A cena se repete em toda transportadora que está crescendo: os fretes aumentaram, o cliente aperta o prazo, a frota não dá conta — e o dono precisa decidir como colocar mais caminhão pra rodar. Contrata motorista? Agrega um caminhoneiro com veículo próprio? Chama autônomo por viagem?
A decisão parece de RH. Não é. É uma decisão de margem, de risco e de caixa — e o erro mais comum é tomá-la comparando o número errado: o salário do CLT contra o valor do frete do terceiro. Comparar os dois é como comparar parcela de financiamento com aluguel diário: ambos colocam o caminhão na rua, mas a composição econômica é completamente diferente.
Este artigo coloca as três figuras lado a lado do jeito que um contador de transportadora enxerga: a conta completa de cada uma, o risco que cada uma esconde e a pergunta que decide — não “qual é mais barata”, mas “qual encaixa na minha operação”.
A pergunta certa não é “qual custa menos”

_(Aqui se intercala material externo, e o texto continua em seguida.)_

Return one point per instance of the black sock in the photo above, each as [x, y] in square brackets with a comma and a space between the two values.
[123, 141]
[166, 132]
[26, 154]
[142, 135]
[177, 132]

O motorista CLT parece caro porque o custo aparece todo mês, com nome e sobrenome na folha. O autônomo parece barato porque o custo aparece por viagem. O agregado parece o equilíbrio porque dá disponibilidade sem vínculo. Mas nenhum desses três números é o custo real.
O custo real de cada modelo inclui o que quase ninguém coloca na conta: os encargos que incidem por fora do valor combinado, a ociosidade do caminhão parado, o retrabalho de cadastro e conferência do terceiro eventual, o risco trabalhista de uma relação mal desenhada e o efeito de tudo isso no preço do frete que você cobra.
Quando a transportadora escolhe uma dessas figuras, ela não está contratando um motorista — está comprando capacidade de operação. E capacidade se compra de três formas: fixa (CLT), contratada (agregado) ou por demanda (autônomo por viagem). Cada uma tem preço, controle e risco próprios.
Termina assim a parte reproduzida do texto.